The Upgrade: A Running Coach That Reads Your History
The recurring weakness of DIY AI coaching is that it only knows what you paste. TrainingDojo's Coach Dojo removes that limit: it connects to your Strava, TrainingPeaks, or Intervals.icu history and reads your last ~90 days of running before it plans a thing.
- It sees your real weekly mileage, longest runs, consistency, and how much quality you've been handling.
- It asks about your goal race, current fatigue, and any injury history — the context Strava can't show.
- It builds a progression that fits where you actually are, then hands you a plan ready to import or structure.
That's the difference between a plan built on a number you half-remember and one built on what you've truly been running. See how Coach Dojo personalizes plans from real data, or use your Strava history with Claude if you prefer to drive the conversation yourself.
The Bottom Line
An AI running coach is genuinely capable: feed Claude or ChatGPT your paces, volume, and constraints and it writes a smart, periodized plan.
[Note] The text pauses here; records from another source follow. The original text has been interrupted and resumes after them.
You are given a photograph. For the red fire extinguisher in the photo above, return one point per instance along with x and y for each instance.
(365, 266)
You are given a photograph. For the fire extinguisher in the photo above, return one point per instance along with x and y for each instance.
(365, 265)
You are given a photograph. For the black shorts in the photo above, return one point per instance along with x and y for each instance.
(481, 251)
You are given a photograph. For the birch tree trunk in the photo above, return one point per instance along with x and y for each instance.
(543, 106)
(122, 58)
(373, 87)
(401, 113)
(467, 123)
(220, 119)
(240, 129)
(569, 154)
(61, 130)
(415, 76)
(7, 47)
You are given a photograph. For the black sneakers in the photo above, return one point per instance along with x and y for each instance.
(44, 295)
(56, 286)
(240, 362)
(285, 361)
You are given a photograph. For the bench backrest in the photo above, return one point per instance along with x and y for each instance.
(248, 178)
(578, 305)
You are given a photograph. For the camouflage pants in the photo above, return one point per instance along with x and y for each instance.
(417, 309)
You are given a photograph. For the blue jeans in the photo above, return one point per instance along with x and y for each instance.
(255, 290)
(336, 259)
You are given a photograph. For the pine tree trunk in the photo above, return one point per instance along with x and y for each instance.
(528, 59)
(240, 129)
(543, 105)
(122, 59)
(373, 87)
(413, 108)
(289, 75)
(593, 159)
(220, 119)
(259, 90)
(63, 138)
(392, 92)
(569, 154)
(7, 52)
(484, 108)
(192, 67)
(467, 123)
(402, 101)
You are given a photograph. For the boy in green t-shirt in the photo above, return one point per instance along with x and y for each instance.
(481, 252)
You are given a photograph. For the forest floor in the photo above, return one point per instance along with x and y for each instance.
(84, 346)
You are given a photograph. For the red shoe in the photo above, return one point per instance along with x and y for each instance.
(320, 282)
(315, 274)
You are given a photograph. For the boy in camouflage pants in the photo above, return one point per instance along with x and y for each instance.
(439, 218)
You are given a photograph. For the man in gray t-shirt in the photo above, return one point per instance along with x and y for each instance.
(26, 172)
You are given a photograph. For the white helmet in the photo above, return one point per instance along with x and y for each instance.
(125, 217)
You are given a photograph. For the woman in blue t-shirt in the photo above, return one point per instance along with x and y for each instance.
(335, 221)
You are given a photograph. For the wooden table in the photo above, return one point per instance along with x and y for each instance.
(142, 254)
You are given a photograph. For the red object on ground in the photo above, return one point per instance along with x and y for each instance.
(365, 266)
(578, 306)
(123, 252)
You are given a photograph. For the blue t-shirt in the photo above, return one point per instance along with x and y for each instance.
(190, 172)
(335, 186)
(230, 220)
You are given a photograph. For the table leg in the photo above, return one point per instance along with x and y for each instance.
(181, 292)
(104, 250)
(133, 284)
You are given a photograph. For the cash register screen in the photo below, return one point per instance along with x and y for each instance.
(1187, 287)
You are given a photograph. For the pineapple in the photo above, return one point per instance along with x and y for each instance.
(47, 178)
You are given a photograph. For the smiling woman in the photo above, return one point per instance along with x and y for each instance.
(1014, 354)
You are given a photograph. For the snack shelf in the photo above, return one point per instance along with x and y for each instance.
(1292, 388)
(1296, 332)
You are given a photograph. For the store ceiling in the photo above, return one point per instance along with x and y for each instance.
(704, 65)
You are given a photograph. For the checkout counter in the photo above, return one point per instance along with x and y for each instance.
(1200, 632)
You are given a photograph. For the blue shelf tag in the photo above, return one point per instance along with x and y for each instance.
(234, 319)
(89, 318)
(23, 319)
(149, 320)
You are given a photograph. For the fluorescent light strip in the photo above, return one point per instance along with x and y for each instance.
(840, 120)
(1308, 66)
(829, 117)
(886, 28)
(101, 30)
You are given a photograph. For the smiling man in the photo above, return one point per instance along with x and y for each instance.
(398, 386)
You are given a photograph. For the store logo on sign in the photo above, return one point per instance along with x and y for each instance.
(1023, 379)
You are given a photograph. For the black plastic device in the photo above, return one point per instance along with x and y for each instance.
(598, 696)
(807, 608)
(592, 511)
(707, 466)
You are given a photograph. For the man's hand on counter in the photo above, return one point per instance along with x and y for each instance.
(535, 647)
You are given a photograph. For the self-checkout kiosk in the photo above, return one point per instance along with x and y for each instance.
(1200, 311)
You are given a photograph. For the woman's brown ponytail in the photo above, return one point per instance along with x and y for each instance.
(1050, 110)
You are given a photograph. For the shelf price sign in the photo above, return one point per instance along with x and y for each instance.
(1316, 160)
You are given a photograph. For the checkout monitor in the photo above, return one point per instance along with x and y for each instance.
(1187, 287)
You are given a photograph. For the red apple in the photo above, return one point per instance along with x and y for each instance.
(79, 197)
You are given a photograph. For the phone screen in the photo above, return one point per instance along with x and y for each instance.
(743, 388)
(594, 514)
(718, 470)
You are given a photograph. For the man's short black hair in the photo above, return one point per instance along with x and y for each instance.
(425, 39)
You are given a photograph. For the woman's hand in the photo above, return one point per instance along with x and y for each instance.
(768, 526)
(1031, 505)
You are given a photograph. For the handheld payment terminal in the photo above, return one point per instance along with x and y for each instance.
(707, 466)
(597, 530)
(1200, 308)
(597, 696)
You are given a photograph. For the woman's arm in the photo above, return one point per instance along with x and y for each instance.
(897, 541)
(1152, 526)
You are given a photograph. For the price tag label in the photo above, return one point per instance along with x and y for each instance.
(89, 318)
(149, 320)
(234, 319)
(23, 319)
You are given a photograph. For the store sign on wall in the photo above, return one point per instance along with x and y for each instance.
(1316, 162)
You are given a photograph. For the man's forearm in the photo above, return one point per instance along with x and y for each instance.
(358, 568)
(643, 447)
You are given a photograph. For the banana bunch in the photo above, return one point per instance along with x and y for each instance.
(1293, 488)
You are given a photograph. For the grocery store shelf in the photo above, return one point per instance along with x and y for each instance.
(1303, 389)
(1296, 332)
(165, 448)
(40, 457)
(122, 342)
The two things to get right are grounding it in your real history and getting the plan onto your watch without manual entry. Coach Dojo handles both; TrainingDojo imports any AI plan you bring. Either way, you train instead of typing.
Cyclist too? Here's the companion guide on the AI cycling coach, and our head-to-head on Claude vs ChatGPT for training plans.
Frequently Asked Questions
What is an AI running coach?
An AI running coach uses a model like Claude or ChatGPT (or a tool such as Coach Dojo) to build pace-based, periodized running plans from your recent races, weekly volume, and goal — covering everything from 5K to the marathon.
How good are AI running plans?
Surprisingly good when briefed well. Give the AI a recent race for VDOT-based paces, your current weekly mileage and longest run, your available days, and any injury history, and it will produce a sensible ~80/20 easy-hard plan with cutback weeks and a taper.
What mistakes do AI running plans make?
Without context they tend to ramp mileage too fast, ignore injury risk, and forget what you did last week. Prevent this by stating your current volume, asking for ~10% weekly increases, flagging niggles, and pasting recent training before asking for the next block.
How do I get an AI running plan onto my Garmin or Coros?
Ask the AI for CSV, import it with TrainingDojo to TrainingPeaks or Intervals.icu, and your calendar syncs to your watch. For step-by-step workouts, convert the runs into structured workouts with pace or heart-rate targets.
Why use Coach Dojo instead of a chatbot?
Coach Dojo reads your last ~90 days of running from Strava, TrainingPeaks, or Intervals.icu, so it builds from your real mileage and durability rather than a number you half-remember, and it returns a plan ready to import.